In the "Solar and Stellar Interiors" department, Laurent Gizon, Jesper Schou, Aaron Birch, Robert Cameron and others offer PhD projects in solar physics and astrophysics. Helioseismology and asteroseismology are used as important tools to study the oscillating Sun and stars.
Turbulence plays a very important role in many applications, ranging from geophysics and astrophysics to engineering. In our solar system, turbulence is often driving by thermal effect, rotation, and magnetic field. In this project you will use high-fidelity simulation tools, including direct numerical simulations, data assimilation, and machine learning, to study the physics of turbulence, focusing on convection and dynamos.

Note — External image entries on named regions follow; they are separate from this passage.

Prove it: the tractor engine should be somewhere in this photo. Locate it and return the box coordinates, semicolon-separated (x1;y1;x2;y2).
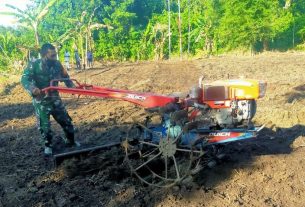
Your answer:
189;80;266;129
162;80;266;137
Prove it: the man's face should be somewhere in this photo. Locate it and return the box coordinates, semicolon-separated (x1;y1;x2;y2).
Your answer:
46;49;57;61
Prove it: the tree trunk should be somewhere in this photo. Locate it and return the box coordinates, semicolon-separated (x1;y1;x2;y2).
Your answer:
263;39;269;51
187;0;191;55
167;0;171;59
178;0;182;60
84;29;89;69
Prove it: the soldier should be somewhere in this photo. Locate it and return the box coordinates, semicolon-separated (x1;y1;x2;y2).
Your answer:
21;43;80;156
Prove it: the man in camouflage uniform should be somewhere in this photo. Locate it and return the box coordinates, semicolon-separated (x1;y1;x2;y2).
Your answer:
21;43;80;155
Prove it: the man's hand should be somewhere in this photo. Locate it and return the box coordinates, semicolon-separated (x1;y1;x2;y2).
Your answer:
32;88;41;96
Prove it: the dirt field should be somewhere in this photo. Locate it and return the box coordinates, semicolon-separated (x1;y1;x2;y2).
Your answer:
0;53;305;207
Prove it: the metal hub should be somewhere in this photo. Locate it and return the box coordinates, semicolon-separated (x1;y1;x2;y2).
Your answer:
159;139;177;157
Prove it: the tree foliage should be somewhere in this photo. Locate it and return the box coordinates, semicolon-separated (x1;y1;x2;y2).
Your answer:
0;0;305;72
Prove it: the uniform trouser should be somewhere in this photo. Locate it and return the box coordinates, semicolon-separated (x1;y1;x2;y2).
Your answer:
33;99;74;146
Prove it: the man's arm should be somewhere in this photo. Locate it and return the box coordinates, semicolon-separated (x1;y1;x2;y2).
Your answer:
21;62;39;96
59;62;75;88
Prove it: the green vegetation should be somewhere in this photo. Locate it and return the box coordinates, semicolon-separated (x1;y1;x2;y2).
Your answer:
0;0;305;72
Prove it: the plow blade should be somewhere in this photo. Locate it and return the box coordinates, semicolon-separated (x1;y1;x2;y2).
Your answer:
53;142;121;167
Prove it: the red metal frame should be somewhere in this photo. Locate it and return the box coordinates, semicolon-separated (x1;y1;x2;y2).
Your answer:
42;79;179;108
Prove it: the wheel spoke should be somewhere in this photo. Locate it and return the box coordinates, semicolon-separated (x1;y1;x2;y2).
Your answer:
141;148;158;158
177;148;203;154
134;152;161;171
172;156;180;180
139;141;158;147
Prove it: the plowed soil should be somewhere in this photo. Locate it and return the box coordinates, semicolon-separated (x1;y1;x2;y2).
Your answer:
0;53;305;207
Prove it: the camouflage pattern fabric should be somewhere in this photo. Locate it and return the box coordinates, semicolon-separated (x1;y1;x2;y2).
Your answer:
21;59;74;146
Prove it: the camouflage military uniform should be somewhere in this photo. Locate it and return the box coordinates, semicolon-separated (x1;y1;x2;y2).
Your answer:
21;59;74;147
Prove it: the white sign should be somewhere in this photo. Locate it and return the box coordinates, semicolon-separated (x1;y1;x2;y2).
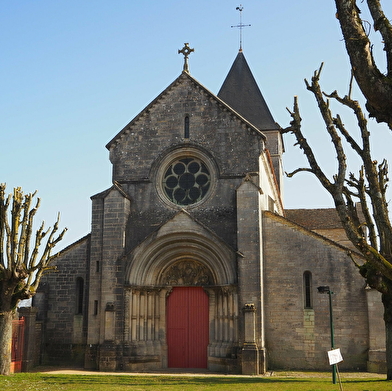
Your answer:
328;349;343;365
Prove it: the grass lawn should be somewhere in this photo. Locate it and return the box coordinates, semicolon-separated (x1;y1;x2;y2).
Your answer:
0;372;392;391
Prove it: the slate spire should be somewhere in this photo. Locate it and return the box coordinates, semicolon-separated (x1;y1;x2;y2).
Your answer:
218;50;279;130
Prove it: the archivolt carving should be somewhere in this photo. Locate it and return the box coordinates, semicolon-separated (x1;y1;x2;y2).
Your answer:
162;261;213;285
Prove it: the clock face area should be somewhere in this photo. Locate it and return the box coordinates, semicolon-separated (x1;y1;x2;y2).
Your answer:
162;157;211;206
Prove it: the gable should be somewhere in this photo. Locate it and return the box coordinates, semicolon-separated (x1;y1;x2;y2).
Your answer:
107;73;265;182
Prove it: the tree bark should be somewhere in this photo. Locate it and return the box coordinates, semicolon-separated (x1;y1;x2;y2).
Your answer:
382;292;392;380
335;0;392;129
0;311;14;375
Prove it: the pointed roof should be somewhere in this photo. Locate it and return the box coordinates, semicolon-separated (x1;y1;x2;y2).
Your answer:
106;71;266;150
218;50;280;130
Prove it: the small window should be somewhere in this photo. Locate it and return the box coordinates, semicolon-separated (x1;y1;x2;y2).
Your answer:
184;115;189;138
76;277;84;315
303;271;313;308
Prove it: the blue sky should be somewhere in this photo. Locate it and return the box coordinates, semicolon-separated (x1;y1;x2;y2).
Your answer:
0;0;392;248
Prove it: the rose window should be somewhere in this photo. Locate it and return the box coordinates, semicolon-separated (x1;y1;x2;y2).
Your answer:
163;157;211;205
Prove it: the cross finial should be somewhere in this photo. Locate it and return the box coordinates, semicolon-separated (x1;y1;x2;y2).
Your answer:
178;43;195;72
231;4;250;52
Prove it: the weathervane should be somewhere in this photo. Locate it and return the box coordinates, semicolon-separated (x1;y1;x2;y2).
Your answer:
178;43;195;73
231;4;250;52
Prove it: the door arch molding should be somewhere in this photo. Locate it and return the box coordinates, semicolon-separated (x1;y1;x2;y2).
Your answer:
126;213;237;286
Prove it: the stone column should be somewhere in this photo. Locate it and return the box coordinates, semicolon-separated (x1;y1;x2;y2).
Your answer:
242;303;259;375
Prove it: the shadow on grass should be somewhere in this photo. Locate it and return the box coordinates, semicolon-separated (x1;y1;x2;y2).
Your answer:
33;374;325;387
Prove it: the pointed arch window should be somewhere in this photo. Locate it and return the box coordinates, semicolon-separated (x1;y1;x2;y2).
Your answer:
303;270;313;309
76;277;84;315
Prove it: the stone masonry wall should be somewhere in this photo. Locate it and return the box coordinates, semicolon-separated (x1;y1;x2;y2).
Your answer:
33;236;90;366
263;212;369;370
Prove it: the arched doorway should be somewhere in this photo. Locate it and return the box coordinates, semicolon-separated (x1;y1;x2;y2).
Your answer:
166;287;209;368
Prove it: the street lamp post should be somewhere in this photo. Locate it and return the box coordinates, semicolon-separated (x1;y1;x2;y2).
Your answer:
317;286;336;384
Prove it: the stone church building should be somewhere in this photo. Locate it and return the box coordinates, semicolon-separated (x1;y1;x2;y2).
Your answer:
33;44;385;374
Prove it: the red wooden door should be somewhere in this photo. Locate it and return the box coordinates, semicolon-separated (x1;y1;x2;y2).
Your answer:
167;287;208;368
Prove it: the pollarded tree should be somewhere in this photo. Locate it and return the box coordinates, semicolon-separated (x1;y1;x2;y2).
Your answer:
0;184;66;375
285;0;392;380
284;67;392;380
335;0;392;130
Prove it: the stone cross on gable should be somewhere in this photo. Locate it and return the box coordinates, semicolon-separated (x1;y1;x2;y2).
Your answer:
231;4;251;52
178;43;195;72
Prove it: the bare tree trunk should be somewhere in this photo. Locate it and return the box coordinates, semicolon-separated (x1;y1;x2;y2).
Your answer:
0;311;14;375
382;292;392;380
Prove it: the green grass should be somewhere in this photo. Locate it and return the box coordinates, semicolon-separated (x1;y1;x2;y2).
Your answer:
0;372;392;391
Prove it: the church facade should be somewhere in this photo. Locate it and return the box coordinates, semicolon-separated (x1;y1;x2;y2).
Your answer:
33;44;385;374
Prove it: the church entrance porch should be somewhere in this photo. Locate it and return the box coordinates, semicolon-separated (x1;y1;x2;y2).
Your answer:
167;287;209;368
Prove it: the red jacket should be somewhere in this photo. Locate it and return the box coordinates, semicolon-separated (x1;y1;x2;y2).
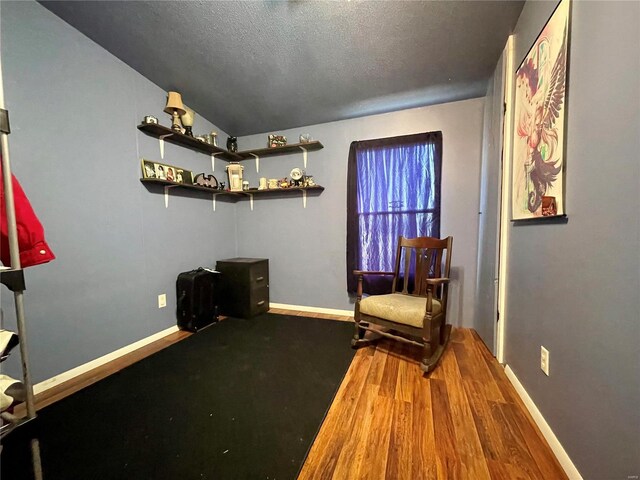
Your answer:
0;159;56;268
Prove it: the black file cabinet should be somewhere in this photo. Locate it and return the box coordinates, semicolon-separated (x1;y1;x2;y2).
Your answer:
216;258;269;318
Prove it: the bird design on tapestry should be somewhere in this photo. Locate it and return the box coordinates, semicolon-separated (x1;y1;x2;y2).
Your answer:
518;26;567;212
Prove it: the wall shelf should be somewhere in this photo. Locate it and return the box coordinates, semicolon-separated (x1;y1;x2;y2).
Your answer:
236;140;324;160
140;178;324;202
138;123;324;162
138;123;242;162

The Planetary Plasma Environments group (PPE) has a strong heritage in the exploration of planetary magnetospheres and space plasma interactions throughout the solar system. It has contributed instruments to several past missions that flew-by or orbited Jupiter (Galileo, Cassini, Ulysses). The PPE participates in the JUICE mission by contributing hardware and scientific expertise to the Particle Environment Package (PEP).
Inversion codes are used to aid the detailed interpretation of solar spectro-polarimetric data. This computer code attempts to find the atmospheric structure that produced an observed spectrum by minimizing the difference between the observed spectrum and a Stokes spectrum.
The MPS is one of the leading institutes worldwide in building instruments for solar research, both for ground based observatories as well as for balloon and space-borne missions. Scientists and engineers of MPS conceive new observing methods and develop novel instruments of highest technological complexity. These instruments are built in house, tested, calibrated, and used at the best solar observatories in the world, or delivered to NASA and ESA to be launched to space.